I Urban, i Garland zgadzali się w kwestii zredukowania dialogów Dredda do minimum. "To, co można powiedzieć jednym zdaniem, nie musi zawierać się w trzech", opowiada Urban. "A możliwość kontaktu ze scenarzystą na planie to prawdziwe błogosławieństwo. Kiedy miałem pytania względem motywacji lub konkretnych scen, szedłem do Alexa i rozmawialiśmy", chwali Garlanda nowozelandzki aktor. "Nie miał nic przeciwko wprowadzaniu poprawek do scenariusza, lubi wszystko dopracowywać do maksimum". Urban miał także zaszczyt spotkać się z Johnem Wagnerem. "Byłem trochę zdenerwowany.
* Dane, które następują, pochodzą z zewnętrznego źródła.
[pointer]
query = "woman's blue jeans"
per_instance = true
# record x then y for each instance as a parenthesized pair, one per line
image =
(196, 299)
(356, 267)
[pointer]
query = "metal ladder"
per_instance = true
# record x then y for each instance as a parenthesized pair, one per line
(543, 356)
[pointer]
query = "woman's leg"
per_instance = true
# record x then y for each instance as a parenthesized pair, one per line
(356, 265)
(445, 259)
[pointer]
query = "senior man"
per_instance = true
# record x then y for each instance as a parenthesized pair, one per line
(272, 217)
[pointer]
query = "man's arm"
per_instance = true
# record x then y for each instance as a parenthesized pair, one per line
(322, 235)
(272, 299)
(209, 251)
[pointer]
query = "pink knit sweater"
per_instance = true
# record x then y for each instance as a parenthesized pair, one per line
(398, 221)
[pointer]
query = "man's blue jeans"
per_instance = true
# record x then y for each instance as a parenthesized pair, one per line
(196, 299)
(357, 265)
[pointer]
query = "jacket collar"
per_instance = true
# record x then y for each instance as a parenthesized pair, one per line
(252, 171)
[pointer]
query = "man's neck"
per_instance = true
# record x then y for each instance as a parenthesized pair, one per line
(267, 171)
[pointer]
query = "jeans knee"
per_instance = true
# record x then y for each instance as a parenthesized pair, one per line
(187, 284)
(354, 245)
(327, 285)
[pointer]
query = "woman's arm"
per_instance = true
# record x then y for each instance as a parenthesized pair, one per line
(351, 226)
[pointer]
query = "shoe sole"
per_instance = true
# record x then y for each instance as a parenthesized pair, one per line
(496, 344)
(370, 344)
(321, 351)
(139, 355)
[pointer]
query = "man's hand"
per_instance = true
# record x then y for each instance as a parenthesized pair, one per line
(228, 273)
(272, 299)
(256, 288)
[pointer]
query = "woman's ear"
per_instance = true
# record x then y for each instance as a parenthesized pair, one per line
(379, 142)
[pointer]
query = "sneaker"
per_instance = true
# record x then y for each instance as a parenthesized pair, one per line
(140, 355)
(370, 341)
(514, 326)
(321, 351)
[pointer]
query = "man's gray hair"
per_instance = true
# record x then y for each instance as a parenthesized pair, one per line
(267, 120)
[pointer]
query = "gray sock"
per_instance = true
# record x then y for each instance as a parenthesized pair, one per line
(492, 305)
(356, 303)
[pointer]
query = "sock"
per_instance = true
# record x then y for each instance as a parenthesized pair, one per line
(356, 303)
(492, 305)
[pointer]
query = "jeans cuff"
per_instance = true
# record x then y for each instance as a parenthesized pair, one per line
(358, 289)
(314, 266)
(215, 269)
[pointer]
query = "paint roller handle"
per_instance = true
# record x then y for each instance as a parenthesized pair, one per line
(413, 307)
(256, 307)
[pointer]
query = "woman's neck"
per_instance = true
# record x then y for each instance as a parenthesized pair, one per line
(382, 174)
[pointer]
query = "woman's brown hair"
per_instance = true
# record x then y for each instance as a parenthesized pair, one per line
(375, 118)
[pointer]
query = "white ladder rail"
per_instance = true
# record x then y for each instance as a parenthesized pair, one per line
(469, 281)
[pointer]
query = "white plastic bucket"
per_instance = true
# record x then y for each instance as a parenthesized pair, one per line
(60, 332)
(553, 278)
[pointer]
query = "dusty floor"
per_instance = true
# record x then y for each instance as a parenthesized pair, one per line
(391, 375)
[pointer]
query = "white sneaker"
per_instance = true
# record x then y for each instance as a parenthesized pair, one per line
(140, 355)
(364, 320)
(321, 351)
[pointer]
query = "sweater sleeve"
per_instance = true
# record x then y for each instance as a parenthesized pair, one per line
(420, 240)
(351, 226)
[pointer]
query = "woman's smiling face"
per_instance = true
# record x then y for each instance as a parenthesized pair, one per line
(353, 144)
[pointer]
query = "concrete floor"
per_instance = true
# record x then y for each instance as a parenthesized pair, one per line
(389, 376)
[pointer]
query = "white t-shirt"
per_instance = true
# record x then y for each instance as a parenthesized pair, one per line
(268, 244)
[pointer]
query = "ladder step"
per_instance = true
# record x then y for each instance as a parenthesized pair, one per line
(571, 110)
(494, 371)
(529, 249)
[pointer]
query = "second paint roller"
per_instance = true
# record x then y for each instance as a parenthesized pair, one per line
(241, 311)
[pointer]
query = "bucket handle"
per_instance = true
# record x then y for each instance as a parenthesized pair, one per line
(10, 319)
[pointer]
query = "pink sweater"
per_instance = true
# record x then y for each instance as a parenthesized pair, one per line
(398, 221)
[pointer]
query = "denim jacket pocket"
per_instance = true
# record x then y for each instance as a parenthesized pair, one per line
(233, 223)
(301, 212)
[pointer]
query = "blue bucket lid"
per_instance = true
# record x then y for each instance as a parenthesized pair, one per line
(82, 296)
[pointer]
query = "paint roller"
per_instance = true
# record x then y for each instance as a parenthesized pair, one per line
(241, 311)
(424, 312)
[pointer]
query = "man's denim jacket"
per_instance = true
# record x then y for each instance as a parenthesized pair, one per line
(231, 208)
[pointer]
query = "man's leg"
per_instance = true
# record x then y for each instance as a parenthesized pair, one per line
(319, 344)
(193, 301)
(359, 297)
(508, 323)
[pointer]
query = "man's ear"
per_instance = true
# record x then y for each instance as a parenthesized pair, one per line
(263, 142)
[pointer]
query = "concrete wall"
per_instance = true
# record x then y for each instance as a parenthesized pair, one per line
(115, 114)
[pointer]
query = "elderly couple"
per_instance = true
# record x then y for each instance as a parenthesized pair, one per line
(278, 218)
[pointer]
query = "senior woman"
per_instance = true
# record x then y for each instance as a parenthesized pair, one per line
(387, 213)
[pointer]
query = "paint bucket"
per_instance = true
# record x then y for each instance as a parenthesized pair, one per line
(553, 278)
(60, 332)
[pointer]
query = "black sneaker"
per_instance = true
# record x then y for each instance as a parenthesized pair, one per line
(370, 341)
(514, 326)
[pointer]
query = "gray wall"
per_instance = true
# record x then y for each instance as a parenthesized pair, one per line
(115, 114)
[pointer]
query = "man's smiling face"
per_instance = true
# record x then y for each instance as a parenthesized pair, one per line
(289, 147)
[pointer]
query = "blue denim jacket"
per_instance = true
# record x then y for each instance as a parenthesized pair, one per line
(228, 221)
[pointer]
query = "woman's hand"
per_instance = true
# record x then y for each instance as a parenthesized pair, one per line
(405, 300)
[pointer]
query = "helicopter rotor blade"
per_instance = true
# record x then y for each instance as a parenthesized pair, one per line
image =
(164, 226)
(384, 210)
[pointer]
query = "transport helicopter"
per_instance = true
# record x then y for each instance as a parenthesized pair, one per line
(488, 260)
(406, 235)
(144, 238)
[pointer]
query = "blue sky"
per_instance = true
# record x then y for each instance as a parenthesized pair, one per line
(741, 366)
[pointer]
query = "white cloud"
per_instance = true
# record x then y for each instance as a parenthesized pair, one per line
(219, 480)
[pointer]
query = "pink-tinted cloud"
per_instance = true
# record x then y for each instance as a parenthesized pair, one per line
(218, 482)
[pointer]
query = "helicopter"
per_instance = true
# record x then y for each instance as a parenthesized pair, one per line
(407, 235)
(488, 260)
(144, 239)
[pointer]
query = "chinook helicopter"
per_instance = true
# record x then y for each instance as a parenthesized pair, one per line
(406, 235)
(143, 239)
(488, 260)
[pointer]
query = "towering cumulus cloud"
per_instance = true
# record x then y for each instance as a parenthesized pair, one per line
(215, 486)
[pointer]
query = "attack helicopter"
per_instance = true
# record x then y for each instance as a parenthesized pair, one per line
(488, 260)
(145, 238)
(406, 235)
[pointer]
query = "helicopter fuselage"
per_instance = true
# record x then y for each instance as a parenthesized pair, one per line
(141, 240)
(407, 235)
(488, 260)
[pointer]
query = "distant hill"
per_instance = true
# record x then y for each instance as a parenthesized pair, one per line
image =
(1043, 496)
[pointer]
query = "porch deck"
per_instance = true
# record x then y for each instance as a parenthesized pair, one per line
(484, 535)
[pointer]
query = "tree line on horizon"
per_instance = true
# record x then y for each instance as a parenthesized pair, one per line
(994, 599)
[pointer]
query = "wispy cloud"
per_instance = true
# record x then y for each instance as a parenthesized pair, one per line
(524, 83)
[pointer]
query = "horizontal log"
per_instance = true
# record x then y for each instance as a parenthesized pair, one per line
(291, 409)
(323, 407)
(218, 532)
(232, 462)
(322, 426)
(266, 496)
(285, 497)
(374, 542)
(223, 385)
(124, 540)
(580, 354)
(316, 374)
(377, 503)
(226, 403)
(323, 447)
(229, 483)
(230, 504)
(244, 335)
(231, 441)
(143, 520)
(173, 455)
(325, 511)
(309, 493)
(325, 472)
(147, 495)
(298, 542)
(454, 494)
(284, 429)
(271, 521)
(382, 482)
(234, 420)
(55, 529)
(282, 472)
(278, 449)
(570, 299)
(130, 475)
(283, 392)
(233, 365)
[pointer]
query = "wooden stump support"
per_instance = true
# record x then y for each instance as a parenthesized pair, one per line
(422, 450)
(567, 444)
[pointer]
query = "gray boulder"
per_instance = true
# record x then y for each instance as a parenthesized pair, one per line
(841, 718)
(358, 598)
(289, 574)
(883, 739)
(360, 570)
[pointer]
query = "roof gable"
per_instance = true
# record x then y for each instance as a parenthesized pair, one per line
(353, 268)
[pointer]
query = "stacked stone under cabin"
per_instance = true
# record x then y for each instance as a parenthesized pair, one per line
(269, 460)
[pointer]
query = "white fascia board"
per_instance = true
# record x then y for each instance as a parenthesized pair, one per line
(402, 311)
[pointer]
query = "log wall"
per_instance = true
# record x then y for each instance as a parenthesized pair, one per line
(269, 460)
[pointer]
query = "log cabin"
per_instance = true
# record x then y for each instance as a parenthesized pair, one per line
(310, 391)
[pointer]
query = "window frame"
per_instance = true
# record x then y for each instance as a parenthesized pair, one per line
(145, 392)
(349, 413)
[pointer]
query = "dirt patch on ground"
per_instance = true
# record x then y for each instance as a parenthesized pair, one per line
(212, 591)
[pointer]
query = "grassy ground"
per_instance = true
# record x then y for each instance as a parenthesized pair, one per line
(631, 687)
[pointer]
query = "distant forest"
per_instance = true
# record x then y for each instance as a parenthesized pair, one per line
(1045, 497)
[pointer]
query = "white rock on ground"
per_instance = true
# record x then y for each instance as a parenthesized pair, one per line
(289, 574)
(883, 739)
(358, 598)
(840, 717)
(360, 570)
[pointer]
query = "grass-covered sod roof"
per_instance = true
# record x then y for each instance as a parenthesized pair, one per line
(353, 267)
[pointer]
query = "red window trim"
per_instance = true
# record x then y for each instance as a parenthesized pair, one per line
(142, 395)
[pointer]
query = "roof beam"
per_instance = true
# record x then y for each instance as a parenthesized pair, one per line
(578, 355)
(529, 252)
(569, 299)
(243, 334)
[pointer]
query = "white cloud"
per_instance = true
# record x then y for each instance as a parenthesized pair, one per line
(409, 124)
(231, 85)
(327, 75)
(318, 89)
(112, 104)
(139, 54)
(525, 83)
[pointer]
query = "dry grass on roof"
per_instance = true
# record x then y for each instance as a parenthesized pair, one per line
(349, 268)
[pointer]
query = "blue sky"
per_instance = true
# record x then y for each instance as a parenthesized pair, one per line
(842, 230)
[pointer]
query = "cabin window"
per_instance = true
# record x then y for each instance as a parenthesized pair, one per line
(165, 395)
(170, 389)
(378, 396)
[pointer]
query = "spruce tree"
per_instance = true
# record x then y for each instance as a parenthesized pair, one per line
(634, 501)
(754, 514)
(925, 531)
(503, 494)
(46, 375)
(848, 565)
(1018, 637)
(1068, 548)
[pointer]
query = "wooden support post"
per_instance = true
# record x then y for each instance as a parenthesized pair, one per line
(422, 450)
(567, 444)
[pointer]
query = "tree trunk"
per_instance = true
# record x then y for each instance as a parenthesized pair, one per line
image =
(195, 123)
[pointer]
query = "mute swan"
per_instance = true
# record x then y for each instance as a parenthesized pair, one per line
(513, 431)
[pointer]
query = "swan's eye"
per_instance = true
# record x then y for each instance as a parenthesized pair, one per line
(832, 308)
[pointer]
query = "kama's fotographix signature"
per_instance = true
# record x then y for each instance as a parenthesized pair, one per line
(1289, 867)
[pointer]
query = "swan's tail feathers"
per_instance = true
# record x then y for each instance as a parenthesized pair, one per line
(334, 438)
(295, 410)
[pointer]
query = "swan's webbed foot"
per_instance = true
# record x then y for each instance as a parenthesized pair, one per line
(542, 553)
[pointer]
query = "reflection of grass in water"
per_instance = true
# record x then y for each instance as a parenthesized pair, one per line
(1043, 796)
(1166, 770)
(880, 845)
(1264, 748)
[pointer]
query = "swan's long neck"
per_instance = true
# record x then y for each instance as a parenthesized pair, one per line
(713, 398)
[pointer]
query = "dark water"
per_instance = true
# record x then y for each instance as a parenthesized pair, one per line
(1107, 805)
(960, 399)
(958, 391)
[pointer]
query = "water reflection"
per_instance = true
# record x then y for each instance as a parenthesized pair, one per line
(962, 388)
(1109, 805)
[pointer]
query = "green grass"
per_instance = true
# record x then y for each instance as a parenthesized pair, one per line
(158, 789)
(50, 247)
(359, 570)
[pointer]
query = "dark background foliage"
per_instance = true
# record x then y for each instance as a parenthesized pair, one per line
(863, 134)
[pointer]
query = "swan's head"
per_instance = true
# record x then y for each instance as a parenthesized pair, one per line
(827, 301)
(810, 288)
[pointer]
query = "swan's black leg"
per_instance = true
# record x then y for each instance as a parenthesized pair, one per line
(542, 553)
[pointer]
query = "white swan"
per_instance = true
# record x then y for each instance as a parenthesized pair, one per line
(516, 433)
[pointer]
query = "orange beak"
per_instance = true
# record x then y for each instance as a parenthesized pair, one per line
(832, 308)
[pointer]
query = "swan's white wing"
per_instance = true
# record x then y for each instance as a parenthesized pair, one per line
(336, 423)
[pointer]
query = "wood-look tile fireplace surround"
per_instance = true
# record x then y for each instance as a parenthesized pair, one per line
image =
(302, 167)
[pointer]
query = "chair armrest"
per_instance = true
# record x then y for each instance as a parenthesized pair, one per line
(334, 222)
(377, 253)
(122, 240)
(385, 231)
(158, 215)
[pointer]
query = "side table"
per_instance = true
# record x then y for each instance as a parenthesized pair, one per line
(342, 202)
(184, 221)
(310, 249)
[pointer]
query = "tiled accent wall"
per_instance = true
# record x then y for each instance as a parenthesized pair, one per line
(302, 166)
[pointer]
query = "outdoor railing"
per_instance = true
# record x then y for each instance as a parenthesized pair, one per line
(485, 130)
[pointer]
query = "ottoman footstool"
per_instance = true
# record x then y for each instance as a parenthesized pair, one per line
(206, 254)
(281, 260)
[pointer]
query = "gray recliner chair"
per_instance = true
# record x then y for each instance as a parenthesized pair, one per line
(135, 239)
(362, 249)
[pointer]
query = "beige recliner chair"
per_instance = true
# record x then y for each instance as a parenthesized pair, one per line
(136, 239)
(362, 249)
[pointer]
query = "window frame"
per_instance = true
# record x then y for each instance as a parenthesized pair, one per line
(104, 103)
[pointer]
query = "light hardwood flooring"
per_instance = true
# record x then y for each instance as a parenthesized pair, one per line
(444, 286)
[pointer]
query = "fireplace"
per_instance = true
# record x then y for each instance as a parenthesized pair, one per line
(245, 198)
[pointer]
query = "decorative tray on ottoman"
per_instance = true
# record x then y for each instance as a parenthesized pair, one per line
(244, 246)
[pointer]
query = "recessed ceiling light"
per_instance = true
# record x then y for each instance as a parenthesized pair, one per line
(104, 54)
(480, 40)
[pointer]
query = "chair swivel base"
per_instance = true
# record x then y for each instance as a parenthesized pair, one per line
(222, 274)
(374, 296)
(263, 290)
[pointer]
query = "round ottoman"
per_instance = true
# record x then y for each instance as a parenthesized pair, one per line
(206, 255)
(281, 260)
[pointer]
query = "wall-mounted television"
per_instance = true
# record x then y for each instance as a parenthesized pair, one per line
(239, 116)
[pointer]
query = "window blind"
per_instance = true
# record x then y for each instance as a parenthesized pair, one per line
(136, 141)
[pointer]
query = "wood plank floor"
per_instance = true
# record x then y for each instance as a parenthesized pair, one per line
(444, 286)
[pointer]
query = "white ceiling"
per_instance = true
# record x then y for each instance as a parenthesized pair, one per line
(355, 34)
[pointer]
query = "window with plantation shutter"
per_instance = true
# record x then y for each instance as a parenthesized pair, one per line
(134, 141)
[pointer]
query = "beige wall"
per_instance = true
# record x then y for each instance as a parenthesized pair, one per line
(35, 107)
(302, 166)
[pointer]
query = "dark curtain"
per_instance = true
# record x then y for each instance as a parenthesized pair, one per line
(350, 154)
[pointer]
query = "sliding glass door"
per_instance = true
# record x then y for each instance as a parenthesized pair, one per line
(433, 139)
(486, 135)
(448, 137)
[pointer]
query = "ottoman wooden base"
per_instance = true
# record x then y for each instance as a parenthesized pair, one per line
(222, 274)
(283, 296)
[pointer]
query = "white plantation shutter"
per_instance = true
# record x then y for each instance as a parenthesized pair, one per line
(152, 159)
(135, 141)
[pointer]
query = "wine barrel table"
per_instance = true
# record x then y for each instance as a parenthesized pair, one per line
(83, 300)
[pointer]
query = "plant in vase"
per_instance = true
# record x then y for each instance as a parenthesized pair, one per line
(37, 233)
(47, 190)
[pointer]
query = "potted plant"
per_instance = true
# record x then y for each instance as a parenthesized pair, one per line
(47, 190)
Spotykając twórcę kultowego bohatera, w którego się wciela, aktor zawsze ma nadzieję, że spełni jego oczekiwania. Wiedziałem, że John bardzo chce, żeby tym razem jego dzieło nabrało odpowiednich barw", mówi aktor. "Na szczęście był bardzo zadowolony z naszej pracy, wiedział, że wszyscy podzielają jego wizję, że nie będzie wpadki jak w 1995 roku".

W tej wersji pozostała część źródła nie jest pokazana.